It was in 2011, at the Conservative Party conference in Manchester, that I first encountered the modern mob. They were gathered outside the entrance in their thousands, puce, spittle-flecked, screaming abuse at anyone who attempted to get in, to protest against austerity.
As I bearded the frankly terrifying gauntlet, with not a little sympathy for their cause, I was booed and jeered along with the rest. I was confronted by an elderly woman in a wheelchair who started shouting at me about the benefits system and the damage I was wreaking upon it. “I’m just a journalist,” I told her, gently. “No,” she bellowed, “you’re a cunt!”
Fair enough. She wasn’t the first to think that of me and people like me, and she won’t be the last. It is now standard practice to spit venom at and wish death upon politicians, activists, journalists and others for the crime of holding different views to your own, or simply for trying to do their job. We are all, apparently, cunts.
This rather direct style of accountability was in evidence again this week when the two candidates for Tory leader and prime minister arrived in Perth to debate one another. In a video posted to Twitter, James Cook, the BBC’s mild-mannered Scotland editor, coolly withstands a wave of hatred directed towards him by the pro-independence fanatics who parked themselves outside. He attempts to reason with people who have no interest in being reasoned with, and who chunter on about the 1689 Claim of Right (advisory note: when someone Scottish mentions the Claim of Right, immediately exit the conversation). You can’t see Cook’s interlocutors, who filmed and posted the clash, but you can bet they are kitted out in the usual mystical radgewear, doing more damage to the reputation of Celtic design and fashion than decades of Runrig merch stalls.
Cook is evidently smart and robust enough to defend himself. Others had a tougher time. Holly Moscrop, the chair of the Scottish Young Conservatives, tweeted that her jacket had been grabbed by the crowd and that she had been called a “Tory whore”. Attendees had eggs thrown at them, were spat at and were called “traitor”, “scumbag rat” and “liar”, among other epithets.
It was, unfortunately, unmissable that Nicola Sturgeon explicitly defended Cook but not Moscrop. In fact, I’m afraid I found her response contemptible. The abuse was “not in my name” she said, which is fine, if boilerplate. And then, of course, came the whataboutery: she hoped that leaders of other parties would be “equally quick to call out abuse when it is directed at people like me or my colleagues in the SNP or the independence movement”.
Worst of all: “I want to live in a democracy where we have these debates and settle them democratically, rather than be denied the opportunity to settle them democratically.”
The dog whistle of this latter comment is loud and clear. The reason these bampots are screaming at journalists and young women, Sturgeon is suggesting, is because the UK government is refusing to grant a second independence referendum. What she means is: can anyone blame them for being so wound up, in the circumstances? Well, really? Because I rather clearly remember the same abuse being screamed at the same type of people by the same type of people during the 2014 referendum campaign, when, you’ll note, Westminster had actually licensed a referendum. This is what the mob does and how it is – the democratic circumstances are secondary and even largely irrelevant. Tying their mania to your latest political wheeze is just shabby.

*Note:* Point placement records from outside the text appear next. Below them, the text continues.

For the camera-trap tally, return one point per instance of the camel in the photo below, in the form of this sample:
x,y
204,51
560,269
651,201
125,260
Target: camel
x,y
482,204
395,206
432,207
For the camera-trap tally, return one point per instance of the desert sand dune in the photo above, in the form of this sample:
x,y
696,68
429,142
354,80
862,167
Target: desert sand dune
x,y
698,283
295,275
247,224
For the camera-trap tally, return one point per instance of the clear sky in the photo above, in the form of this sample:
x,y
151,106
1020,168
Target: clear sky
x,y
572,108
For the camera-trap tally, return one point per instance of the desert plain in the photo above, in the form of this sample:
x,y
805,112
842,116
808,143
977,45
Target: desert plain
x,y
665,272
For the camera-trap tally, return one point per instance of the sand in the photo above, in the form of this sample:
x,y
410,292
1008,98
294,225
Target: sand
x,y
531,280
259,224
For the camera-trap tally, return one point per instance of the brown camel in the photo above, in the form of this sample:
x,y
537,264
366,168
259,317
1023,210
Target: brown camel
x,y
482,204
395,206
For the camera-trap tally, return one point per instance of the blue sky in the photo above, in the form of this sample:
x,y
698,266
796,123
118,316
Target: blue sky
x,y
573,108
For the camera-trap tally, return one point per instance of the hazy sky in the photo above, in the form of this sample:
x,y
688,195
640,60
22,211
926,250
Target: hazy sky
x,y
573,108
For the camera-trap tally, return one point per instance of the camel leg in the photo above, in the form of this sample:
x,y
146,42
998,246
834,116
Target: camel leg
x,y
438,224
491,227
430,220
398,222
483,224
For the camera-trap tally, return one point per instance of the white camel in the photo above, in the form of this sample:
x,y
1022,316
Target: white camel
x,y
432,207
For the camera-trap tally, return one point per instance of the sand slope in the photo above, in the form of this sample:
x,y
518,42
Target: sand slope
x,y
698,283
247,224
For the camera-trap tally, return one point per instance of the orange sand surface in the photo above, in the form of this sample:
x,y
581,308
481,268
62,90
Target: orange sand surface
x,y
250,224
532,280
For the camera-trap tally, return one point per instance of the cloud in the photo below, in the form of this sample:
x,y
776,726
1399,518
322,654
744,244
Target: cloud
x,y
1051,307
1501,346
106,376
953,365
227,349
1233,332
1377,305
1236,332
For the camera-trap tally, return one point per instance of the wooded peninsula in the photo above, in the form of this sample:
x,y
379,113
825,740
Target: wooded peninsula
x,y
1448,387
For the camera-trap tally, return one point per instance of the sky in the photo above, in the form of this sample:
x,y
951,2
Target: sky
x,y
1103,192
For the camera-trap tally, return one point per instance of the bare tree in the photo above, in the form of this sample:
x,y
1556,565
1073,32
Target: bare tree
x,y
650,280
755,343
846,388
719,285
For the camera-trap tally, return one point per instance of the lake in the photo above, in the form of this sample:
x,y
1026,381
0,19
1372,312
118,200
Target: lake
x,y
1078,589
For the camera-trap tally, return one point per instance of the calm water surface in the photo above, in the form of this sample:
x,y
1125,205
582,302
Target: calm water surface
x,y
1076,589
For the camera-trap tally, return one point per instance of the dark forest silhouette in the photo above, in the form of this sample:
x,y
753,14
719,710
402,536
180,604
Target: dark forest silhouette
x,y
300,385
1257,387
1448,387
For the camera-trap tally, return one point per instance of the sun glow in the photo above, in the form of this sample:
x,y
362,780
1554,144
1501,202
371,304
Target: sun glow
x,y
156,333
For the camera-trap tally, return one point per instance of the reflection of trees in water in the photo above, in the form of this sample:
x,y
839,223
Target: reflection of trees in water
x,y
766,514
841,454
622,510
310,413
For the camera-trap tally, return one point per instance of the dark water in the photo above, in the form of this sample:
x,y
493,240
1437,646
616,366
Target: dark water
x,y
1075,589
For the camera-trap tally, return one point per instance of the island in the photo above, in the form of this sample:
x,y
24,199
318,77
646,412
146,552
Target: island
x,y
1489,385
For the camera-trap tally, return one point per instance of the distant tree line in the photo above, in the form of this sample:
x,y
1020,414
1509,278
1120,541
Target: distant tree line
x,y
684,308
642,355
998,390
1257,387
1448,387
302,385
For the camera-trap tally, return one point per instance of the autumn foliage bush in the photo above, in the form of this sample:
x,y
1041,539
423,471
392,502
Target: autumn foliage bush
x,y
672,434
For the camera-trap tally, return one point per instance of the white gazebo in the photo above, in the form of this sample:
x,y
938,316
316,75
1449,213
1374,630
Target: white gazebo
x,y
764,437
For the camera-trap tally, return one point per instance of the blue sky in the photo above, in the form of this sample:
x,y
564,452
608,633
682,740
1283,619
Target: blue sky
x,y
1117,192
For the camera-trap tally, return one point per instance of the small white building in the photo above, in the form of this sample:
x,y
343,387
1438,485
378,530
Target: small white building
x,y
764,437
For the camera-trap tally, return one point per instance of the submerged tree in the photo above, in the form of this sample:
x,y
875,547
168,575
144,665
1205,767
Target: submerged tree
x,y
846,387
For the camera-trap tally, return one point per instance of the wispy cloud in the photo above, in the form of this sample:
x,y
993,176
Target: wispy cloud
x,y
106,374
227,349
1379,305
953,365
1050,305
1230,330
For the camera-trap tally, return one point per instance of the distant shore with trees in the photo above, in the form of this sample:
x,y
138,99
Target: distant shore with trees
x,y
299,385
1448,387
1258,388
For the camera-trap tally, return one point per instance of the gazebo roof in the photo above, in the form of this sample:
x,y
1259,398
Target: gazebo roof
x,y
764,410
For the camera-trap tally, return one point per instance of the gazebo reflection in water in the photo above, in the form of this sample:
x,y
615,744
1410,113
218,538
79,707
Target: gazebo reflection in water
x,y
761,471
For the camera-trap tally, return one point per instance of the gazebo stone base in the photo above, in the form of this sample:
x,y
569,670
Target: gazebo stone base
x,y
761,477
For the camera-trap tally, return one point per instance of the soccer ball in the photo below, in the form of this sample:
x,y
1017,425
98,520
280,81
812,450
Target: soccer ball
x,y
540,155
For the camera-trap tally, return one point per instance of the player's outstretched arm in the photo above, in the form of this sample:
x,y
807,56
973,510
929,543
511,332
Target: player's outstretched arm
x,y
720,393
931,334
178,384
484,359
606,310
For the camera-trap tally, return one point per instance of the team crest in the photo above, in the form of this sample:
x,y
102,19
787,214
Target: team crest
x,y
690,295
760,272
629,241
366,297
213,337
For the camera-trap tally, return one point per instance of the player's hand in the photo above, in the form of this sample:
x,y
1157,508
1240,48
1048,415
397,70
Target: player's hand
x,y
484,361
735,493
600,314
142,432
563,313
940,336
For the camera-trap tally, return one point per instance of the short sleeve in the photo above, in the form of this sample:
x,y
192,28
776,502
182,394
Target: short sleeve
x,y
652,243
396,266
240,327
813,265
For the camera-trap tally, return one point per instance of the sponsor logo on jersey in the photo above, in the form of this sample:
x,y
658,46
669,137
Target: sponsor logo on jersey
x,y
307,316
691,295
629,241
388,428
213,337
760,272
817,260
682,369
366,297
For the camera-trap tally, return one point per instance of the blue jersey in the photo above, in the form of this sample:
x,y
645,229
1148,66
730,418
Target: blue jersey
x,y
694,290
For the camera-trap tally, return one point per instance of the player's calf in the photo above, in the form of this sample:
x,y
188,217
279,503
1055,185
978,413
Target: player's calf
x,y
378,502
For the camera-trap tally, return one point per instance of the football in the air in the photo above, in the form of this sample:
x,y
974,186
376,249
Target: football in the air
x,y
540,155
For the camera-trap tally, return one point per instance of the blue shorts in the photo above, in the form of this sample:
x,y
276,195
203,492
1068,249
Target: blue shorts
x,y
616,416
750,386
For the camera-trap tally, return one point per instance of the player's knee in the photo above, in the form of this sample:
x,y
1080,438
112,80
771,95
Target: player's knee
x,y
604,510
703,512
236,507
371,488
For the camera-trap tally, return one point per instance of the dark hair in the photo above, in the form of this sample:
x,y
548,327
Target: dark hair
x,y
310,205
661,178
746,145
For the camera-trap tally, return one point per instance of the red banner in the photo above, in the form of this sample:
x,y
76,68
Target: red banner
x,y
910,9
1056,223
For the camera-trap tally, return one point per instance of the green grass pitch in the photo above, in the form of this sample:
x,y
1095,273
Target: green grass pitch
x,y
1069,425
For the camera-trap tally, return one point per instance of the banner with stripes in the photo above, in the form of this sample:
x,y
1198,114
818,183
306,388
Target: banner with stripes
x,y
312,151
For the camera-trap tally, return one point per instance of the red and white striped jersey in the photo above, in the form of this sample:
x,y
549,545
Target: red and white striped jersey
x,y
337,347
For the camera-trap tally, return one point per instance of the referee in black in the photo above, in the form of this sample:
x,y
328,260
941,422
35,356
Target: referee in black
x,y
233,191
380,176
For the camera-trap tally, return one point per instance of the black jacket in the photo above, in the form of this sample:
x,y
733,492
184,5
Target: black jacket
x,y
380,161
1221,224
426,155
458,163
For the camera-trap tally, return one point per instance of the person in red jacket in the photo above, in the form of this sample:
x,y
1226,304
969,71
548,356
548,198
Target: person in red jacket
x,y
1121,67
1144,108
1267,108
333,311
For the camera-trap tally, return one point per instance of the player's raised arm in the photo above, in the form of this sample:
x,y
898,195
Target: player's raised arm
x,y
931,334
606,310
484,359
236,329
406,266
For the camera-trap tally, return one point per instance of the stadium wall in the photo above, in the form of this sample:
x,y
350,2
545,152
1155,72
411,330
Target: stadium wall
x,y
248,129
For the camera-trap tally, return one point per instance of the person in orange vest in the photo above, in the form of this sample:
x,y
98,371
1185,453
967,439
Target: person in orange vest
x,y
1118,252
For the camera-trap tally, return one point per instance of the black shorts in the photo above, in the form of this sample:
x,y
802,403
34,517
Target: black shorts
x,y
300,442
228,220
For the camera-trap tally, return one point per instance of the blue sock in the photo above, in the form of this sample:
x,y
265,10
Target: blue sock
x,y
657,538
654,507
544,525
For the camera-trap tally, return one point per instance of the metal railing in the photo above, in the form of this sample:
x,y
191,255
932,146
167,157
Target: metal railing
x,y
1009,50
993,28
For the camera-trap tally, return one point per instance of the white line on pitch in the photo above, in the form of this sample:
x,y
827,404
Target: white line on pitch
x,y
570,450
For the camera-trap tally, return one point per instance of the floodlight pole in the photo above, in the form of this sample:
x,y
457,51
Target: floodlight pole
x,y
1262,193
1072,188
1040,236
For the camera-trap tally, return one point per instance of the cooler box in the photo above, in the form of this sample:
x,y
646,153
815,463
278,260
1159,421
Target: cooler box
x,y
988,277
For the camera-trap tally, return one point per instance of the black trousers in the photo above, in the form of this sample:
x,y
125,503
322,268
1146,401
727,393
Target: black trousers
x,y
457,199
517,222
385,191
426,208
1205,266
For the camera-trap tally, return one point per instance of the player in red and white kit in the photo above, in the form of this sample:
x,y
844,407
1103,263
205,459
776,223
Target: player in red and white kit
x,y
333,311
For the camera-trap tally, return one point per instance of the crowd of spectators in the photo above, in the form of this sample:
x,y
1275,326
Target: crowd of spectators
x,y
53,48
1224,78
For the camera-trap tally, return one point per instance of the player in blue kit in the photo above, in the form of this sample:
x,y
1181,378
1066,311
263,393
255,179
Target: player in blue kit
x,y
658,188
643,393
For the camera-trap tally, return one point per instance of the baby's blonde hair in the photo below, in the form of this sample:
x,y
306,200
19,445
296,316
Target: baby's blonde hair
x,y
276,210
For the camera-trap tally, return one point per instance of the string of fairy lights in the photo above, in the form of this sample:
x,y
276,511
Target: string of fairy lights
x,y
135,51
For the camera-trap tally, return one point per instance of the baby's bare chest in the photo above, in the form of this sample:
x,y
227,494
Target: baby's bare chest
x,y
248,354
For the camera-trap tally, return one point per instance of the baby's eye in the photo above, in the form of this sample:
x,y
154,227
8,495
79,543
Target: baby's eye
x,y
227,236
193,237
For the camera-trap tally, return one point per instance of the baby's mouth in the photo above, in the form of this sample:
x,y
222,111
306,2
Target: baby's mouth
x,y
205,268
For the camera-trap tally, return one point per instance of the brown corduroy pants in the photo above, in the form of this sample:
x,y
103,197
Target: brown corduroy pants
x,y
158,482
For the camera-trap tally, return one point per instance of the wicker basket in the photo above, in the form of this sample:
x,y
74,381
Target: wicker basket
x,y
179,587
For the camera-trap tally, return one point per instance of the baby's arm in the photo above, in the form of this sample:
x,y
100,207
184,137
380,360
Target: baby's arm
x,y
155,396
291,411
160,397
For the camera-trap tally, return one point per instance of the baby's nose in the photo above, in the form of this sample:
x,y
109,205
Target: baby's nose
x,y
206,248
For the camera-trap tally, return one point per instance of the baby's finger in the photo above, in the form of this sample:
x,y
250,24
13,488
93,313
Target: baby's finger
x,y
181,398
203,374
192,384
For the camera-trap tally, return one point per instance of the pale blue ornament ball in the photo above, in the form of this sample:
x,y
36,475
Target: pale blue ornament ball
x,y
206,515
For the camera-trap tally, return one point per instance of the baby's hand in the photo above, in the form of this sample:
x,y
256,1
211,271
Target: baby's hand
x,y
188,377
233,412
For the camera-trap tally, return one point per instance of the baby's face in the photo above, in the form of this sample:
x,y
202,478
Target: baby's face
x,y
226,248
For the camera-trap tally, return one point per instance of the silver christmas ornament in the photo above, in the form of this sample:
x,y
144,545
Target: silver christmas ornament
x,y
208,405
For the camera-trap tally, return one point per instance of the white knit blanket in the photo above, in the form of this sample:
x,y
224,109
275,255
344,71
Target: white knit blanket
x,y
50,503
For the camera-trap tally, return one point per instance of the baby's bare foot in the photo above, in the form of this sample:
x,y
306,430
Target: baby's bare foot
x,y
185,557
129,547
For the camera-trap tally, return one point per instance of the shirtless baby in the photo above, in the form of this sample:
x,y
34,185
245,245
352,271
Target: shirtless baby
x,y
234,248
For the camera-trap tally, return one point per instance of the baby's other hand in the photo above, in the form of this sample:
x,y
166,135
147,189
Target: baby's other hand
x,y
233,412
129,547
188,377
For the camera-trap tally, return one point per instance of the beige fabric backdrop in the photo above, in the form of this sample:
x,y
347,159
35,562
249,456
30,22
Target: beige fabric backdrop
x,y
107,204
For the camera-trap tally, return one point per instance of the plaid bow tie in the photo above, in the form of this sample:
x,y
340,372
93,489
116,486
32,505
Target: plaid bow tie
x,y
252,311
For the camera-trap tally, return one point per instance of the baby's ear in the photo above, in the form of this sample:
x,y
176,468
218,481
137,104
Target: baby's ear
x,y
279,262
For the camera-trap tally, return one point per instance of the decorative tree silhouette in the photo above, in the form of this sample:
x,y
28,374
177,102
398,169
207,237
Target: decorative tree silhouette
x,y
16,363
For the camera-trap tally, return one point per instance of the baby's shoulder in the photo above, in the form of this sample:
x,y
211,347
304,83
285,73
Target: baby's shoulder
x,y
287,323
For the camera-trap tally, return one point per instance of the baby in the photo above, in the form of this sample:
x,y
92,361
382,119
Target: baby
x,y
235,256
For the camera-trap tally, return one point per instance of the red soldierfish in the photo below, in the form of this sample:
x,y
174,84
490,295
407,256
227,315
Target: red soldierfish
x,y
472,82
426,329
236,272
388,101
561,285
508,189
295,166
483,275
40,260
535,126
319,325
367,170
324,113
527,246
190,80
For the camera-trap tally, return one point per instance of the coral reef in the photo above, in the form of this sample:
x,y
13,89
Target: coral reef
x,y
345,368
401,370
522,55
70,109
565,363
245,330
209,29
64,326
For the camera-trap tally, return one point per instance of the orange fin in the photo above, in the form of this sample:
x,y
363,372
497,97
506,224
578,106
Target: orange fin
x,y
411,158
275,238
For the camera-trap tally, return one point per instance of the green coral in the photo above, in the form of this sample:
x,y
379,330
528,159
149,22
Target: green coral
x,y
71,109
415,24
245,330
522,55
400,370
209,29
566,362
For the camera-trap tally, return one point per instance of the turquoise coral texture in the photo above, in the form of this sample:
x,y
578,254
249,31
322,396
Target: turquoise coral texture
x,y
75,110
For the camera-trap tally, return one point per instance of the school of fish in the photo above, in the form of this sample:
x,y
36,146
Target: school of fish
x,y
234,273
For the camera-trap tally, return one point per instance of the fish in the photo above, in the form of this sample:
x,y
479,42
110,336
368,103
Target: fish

There is a great deal of anger out there, much of it understandable as people struggle to meet their bills and look to politicians for help and solutions that are not currently forthcoming – either from Westminster or Holyrood. It is going to get much worse before it gets better. The cesspit of social media, where the boorish cybernats and other activists dish out daily hatred and abuse, needs to be managed responsibly by our leaders. No ifs, buts, whatabouts or casual tolerance. No cheap game-playing for a few inches of political advantage.
The truth – and we all know it – is that people are going to get hurt unless we find ways to isolate and disenfranchise the obsessive, intolerant fringe. It doesn’t always take a decades-long fatwa to bring about violence – two British MPs have been murdered in recent years. Women live under the threat of sexual violence. Most of the time it seems like their tormentors sail blithely on, unimpeded in their hatreds.
There may not, in the end, be all that much that politicians can do to quell this tide of anger. The policy solutions to our problems are fiendishly complex and will take a long time to implement, and eras of change, such as the one we’re living through, are often accompanied by uprisings of one sort or another.
But our leaders could at least stop making it worse by deliberately and daily dehumanising the other side, by seeking to deny them any claim to empathy or legitimacy. They could make the case for difference, debate and decency, whether your opponent is SNP, Labour or Conservative. They could, in truth, all conduct themselves better, and defang the rhetoric they use about one another. This doesn’t preclude healthy argument, but too often politicians only feed the mob’s growing rage.